We’ve noticed on a couple forums that use Discourse to mirror a public mailing list some posts are getting attributed to the wrong user:
from: [ruby-talk:444110] exif - photo metadata - ruby-talk - Ruby Mailing List Mirror
In this case, Discourse first staged a user with the name “Austin Ziegler via ruby-talk” with an email address matching the list submission address and that’s what shows up for every post like this.
from: txt.att.net outage? - #4 by Mailman - Mailman List Mirror (Read Only) - NANOG
In this case, Discourse first staged a user with the name “Mailman” with an email address matching the list submission address.
Upon investigation, our mail parsing is sometimes incorrect.
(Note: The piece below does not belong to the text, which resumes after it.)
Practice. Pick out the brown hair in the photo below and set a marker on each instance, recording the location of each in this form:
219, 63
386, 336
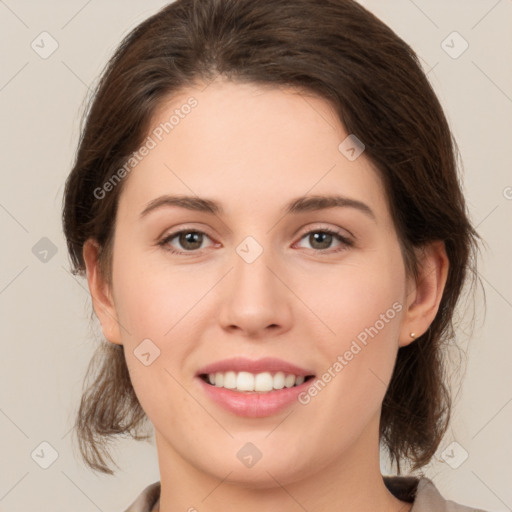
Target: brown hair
339, 51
The cause is that for DMARC compliance, Mailman will sometimes change the From header to itself and put the original sender into the reply-to:
To: Ryan Davis via ruby-talk
X-MailFrom: tom@tomsdomain.com
X-Mailman-Version: 3.3.3
Reply-To: Ruby users <ruby-talk@ml.ruby-lang.org>
From: Tom Reilly via ruby-talk <ruby-talk@ml.ruby-lang.org>
Cc: Tom Reilly <tom@tomsdomain.com>
To: Jared Mauch <jared@jaredsdomain.com>
X-BeenThere: nanog@nanog.org
X-Mailman-Version: 2.1.39
From: Owen DeLong via NANOG <nanog@nanog.org>
Reply-To: Owen DeLong <owen@owensdomain.com>
Cc: nanog <nanog@nanog.org>
but leave it when it doesn’t need to change:
To: Jon Lewis <jlewis@jonsdomain.org>
X-BeenThere: nanog@nanog.org
X-Mailman-Version: 2.1.39
From: William Herrin <bill@billsdomain.us>
Cc: nanog@nanog.org
Seems there’s a lot of different options for behaviour here, so we’d like to come up with an algorithm to properly parse what Mailman sends out in every single case.
There’s potentially other options, for instance Mailman could post the unchanged message directly to a Discourse instance, but those are more complex to set up and may not be available to everyone.
Here’s the start of one:
- if mailman-version < 3
- if any of:
- From address matches List-Id
- From address matches List-Post
- From address matches X-BeenThere
- then use Reply-To as From
- if any of:
- if mailman-version >= 3
- if X-MailFrom exists
- Use name from From header, stripping
/via .*/
- Use email from X-MailFrom
- Use name from From header, stripping
- if X-MailFrom exists
Also, when all this is said and done, is it possible to have a rake task re-process existing posts (probably only the ones matching the erroneous user) with this new logic?